Genetic Basis of Neoplasms Quiz

Study Notes

Neoplasms are tumors, which arise from genetic and molecular alterations.
Carcinogenesis involves the transformation of normal cells into cancerous cells. This process targets four key classes of normal regulatory genes.
The first class are growth-promoting proto-oncogenes, which when activated, lead to cancer.
The second class are growth-inhibiting tumor suppressor genes. These genes normally act as cell cycle checkpoints. Loss of their function allows unchecked cell growth.
The third class are genes that regulate programmed cell death (apoptosis). Altered function affects apoptosis either promoting cell survival if inhibition mechanisms are increased, or decreasing cell survival if mechanisms which promote apoptosis are decreased.
The fourth class are genes involved in DNA repair. Defects in these genes lead to genomic instability and increased risk of mutations.

Proto-oncogenes are normal cellular genes that promote cell proliferation.
Oncogenes are mutated or overexpressed proto-oncogenes, which function independently of normal growth-promoting signals.
Oncoproteins, the proteins produced by oncogenes, stimulate cell proliferation.
Oncogene functions include secreted growth factors, growth factor receptors, cytoplasmic signal transduction proteins, nuclear proteins, and transcription factors, and cell growth genes.
Examples include HER2/neu, which encodes an epidermal growth factor receptor, frequently amplified in breast cancer.

These are normal cellular genes that inhibit cell growth. They act as cell cycle checkpoints to prevent uncontrolled cell growth.
Loss of function mutations are mechanisms by which mutations can cause cancer in these genes. These include: deletion, inactivation point mutations.
Two mutations in both gene alleles are generally necessary for cancer to arise. This is known as the two-hit theory.
Examples include TP53 (p53), which is often implicated in various cancers and RB gene, often mutated in breast and ovarian cancers.
p53 is dubbed the "guardian of the genome", detecting DNA damage and initiating apoptosis or halting the cell cycle when repair is not possible.

Apoptosis-regulating genes control programmed cell death (apoptosis).
Two key classes are: genes that inhibit apoptosis and those that promote apoptosis.
Mutations can reduce or eliminate apoptosis through increasing inhibition and reducing promotion of programmed cell death.
An example is BCL2, an apoptosis-inhibiting gene. Overexpression of BCL2, often due to translocation, is associated with follicular lymphoma.

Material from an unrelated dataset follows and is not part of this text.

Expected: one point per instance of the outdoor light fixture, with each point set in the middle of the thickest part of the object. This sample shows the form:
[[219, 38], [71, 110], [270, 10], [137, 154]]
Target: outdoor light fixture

DNA repair genes maintain genomic stability.
Mutations in DNA repair genes lead to genomic instability and an increase in the risk of mutations in other gene groups.
Examples include nucleotide excision repair and Xeroderma pigmentosum, where mutations make individuals susceptible to skin cancer due to UV exposure as DNA damage is poorly repaired.

Chromosomal changes are frequently seen in cancer.
Changes include gene mutations, structural abnormalities (insertions, deletions, translocations), whole chromosome gains or losses, and chromosomal number abnormalities (aneuploidy and polyploidy).
An example is Chronic myelogenous leukemia where reciprocal translocation between chromosomes 9 and 22 occurs, creating a Philadelphia chromosome leading to fusion proteins.